Enjoyed this perspective on the trajectory of 2026 search.
Regarding the ‘Become source material’ posture, do you see broadly transitioning sites into agent ‘endpoints’ w highly structured, accurate data sources for ‘AI synthesis’?
curious about a hybrid approach: where websites provide a UX-on-demand, like always bespoke and personalized, or real-time interface layer, while the core remains original, proprietary data (gated as necessary). Is it fair to say that for non-brand queries, we should treat models/agents/bots as our primary user, optimize for ingestion, reserve deep human-centric design mainly for the specific brand intent mentioned in 3rd posture? Thanks
To the tune of Johnny Cash “Hurt:”
“When will I be done,
If my content trends?
Everything I write,
Just trains AI in the end…”
I’m also in agreement w SEO + AI Visibility. Realistic framing for expectations.

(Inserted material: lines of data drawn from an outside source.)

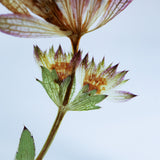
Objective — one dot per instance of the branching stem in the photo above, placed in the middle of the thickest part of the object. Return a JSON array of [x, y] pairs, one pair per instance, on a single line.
[[60, 115]]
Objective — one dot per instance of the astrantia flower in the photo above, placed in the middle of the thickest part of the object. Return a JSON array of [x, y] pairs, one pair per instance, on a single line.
[[71, 18], [64, 64], [91, 84], [103, 80]]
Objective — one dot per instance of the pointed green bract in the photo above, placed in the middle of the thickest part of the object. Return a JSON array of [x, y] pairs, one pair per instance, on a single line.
[[26, 149], [85, 100], [63, 88], [51, 86]]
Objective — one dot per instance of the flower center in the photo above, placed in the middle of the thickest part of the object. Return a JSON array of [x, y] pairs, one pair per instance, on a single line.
[[95, 82], [63, 69]]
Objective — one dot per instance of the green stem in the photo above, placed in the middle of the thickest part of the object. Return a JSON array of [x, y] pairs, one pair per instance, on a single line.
[[60, 115]]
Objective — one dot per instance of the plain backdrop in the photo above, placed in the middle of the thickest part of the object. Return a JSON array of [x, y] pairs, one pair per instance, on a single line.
[[118, 131]]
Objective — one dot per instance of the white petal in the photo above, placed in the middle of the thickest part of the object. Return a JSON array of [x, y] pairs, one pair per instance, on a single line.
[[28, 26], [120, 96]]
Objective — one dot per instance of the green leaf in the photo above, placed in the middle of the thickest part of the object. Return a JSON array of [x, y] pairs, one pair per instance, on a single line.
[[26, 149], [50, 85], [85, 100]]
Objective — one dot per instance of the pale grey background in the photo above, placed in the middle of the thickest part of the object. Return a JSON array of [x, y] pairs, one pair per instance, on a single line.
[[118, 131]]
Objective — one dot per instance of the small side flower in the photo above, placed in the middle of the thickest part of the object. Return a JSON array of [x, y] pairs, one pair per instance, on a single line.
[[104, 80]]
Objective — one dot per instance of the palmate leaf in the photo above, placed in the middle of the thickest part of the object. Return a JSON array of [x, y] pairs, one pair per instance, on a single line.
[[50, 85], [26, 149], [85, 100]]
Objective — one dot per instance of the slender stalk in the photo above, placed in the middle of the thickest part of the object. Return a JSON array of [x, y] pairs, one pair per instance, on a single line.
[[62, 110], [75, 42], [60, 115]]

A point one has to keep making w non-technical stakeholders is that ‘ranking’ (as if) in a stochastic environment means optimizing to be a probable content source used for training, for the most part. Google was a portal, more than ever it’s a proxy.
There’s no real stack ranking, though.
The research you put out is simply phenomenal. Thank you for making this public…
With impact of vector magnitudes on similarity score, are there scenarios where using dot-product might accidentally exaggerate similarity, like for vectors with large magnitudes?
Or are web content/passage embeddings too few dimensions to worry about that?